IBM InfoSphere Streams Version 4.1.1

Changing the cryptographic protocol for InfoSphere Streams services

Many domain and instance services support connections that use Transport Layer Security (TLS) cryptographic protocols. You can specify which cryptographic protocols the services use for secure communication by setting domain and instance properties. The default setting for InfoSphere® Streams is TLSv1, which indicates that TLS 1.0 or later protocols are used.

About this task

You can specify the cryptographic protocol for the following domain and instance services.

Notes:

The domain.sslOption domain property is used as the default value for the sslOption properties that are listed.
If you set the sws.sslProtocol property to TLSv1.2, you must also specify one of the following settings:
- Set the domain.sslOption property to TLSv1.2.
- Set both the aas.sslOption and jmx.sslOption properties to TLSv1.2.

Table 1. Domain services
Service name	Domain property name
authentication and authorization service	aas.sslOption
domain controller service	controller.sslOption
management API service	jmx.sslOption
web management service	sws.sslProtocol

Table 2. Instance services
Service name	Instance property name
application deployment service	app.sslOption
application manager service	sam.sslOption
application metrics service	srm.sslOption
view service	view.sslOption

The domain and instance properties can have the following values:

TLSv1: This value is the default value. It indicates that the service uses TLS 1.0 or later protocols.
TLSv1.1: This value indicates that the service uses TLS 1.1 or later protocols. If a TLS 1.1 connection cannot be established, it falls back to TLS 1.0.
TLSv1.2: This value indicates that the service uses only TLS 1.2 or later protocols. If a TLS 1.2 connection cannot be established, it does not fall back to lower versions of TLS support.
SSL_TLS: This value indicates that the service uses TLS 1.0.
SSL_TLSv2: This value indicates that the service uses TLS 1.0, TLS 1.1, or TLS 1.2.
none: This value indicates that the service does not use TLS or SSL. You cannot specify this value for the sws.sslProtocol domain property.

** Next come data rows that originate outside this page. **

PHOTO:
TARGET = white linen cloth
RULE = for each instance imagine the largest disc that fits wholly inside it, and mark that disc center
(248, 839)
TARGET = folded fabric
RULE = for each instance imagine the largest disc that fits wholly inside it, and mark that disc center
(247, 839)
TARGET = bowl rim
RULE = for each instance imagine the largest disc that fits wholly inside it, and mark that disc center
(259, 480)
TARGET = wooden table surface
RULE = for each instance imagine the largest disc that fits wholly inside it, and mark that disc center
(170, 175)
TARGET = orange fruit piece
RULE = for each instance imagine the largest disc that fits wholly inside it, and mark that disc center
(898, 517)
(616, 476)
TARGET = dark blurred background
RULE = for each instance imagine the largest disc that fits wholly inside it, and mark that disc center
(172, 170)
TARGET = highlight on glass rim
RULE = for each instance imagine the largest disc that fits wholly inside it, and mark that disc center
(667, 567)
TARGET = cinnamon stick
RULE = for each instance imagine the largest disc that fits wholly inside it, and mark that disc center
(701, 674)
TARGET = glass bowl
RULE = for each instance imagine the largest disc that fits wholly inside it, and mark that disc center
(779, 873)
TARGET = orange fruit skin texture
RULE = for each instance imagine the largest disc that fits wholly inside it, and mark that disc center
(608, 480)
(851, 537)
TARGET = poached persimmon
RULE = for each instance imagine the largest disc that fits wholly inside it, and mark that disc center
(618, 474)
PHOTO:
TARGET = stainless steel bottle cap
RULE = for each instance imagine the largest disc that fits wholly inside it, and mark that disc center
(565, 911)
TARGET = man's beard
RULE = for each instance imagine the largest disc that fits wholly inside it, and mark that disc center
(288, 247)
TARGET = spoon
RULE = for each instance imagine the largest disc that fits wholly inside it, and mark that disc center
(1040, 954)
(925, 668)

The sws.sslProtocol domain property has an extra value: useJavaSetting. This property indicates that the web management service supports the cryptographic protocols that are specified by the Java™ configuration of processes that connect to the service. This value is the default value.

For more information about these properties, run streamtool man domainproperties and streamtool man properties.

Tip: Before you change the cryptographic protocol, consider which InfoSphere Streams interfaces you use and how they are affected. For example, you must open the Streams Console in a web browser that supports the same cryptographic protocols that you specify for the web management service. Also, setting an sslOption property to something other than TLSv1 might prevent communication with InfoSphere Streams releases earlier than 4.1.

Procedure

You can specify the cryptographic protocol when you create or update a domain or instance. In Streams Studio, you can specify the cryptographic protocol when you add or edit a domain connection.

Specify the cryptographic protocol when you create the domain or instance.
- Use the Domain Manager or the streamtool mkdomain command to create a domain and specify the appropriate domain property.
  For example, specify the following command option: --property sws.sslProtocol=SSL_TLS.
- Use the Streams Console or the streamtool mkinstance command to create an instance and specify the appropriate instance property.
  For example, specify the following command option: --property app.sslOption=TLSv1
Specify the cryptographic protocol after you create the domain or instance.
- To update a domain property, use the Domain Manager or the streamtool setdomainproperty command, then restart the domain.
- To update an instance property, use the Streams Console or the streamtool setproperty command, then restart the instance.
In Streams Studio, specify the cryptographic protocol when you add or edit a domain connection. The protocol that you specify must match the value on the jmx.sslProtocol domain property. To obtain that value, run the streamtool getdomainproperty jmx.sslOption command.
- When you add a domain connection, use the TLS Protocol list to select the cryptography protocol that matches the domain configuration.
- If you have a domain connection defined for the domain, use the Edit Domain Connection window to update the cryptography protocol. For the change to take effect, disconnect and then reconnect to the domain.